Potential race conditions:
- The writer thread is the single writer; producers enqueue lock-free. No filesystem contention from within the companion. Operator-tool reads happen post-landing only.
Performance bottlenecks:
- Writer-thread serialisation throughput must exceed peak producer throughput. NFT-LIM-02 (8 h synthetic AC-NEW-3) validates.
8. Dependency Graph
Must be implemented after: nothing internal — C13 is foundational along with C7.
Can be implemented in parallel with: every other component.
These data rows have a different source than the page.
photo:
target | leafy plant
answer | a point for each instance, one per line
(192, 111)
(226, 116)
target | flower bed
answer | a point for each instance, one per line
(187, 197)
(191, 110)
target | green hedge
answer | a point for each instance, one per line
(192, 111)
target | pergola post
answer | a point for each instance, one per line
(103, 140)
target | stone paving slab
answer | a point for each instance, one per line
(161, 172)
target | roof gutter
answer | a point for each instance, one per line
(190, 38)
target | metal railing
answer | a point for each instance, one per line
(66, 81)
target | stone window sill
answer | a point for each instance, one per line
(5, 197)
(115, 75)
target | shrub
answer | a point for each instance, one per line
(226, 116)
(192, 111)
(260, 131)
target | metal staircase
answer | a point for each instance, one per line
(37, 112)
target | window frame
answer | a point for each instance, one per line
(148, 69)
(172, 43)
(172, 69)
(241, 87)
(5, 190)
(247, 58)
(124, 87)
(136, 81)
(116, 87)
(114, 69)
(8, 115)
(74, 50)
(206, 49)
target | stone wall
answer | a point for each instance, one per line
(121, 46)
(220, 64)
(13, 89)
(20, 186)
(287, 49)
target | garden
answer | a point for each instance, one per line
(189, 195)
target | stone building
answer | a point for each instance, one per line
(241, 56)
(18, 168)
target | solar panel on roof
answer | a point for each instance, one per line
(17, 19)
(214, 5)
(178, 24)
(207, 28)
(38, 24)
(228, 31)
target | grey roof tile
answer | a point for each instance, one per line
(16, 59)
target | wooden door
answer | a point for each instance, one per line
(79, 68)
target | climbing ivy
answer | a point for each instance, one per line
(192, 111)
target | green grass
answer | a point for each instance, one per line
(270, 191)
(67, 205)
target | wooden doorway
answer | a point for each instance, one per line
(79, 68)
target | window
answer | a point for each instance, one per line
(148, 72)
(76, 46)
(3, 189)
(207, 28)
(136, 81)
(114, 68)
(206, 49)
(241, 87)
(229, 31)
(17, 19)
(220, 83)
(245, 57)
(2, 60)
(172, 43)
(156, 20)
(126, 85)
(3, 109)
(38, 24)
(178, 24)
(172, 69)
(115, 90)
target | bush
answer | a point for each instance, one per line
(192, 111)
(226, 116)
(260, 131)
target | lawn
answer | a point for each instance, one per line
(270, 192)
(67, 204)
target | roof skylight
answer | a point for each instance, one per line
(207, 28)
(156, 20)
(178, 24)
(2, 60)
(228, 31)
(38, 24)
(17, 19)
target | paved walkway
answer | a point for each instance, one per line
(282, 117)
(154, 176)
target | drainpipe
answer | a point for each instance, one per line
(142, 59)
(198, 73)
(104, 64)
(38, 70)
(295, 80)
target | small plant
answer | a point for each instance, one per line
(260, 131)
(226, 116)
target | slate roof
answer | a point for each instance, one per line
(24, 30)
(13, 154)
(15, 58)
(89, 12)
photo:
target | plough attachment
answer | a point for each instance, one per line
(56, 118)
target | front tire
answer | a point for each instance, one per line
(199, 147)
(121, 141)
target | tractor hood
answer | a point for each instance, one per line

Blocks: every component (every component logs to C13).
9. Logging Strategy
| Log Level | When | Example |
|---|---|---|
| ERROR | FdrOpenError, mid-flight filesystem write failure |
C13 segment write failure: errno=ENOSPC; STATUSTEXT to GCS |
| WARN | queue overrun (any producer) | C13 queue overrun: producer=c5_state; dropped_count=23 |
| INFO | open/close flight; segment rollover | C13 flight opened: flight_id=…; segment=0 |
| DEBUG | per-write timing (only in dev tier) | C13 record written: kind=estimate; bytes=412; took=0.1ms |
Log format: structured JSON to stdout/journald. Log storage: stdout / journald — but not C13 itself for ERROR (we'd be writing to the broken thing). FDR records are the project-level "logs" for everything except C13's own operational status.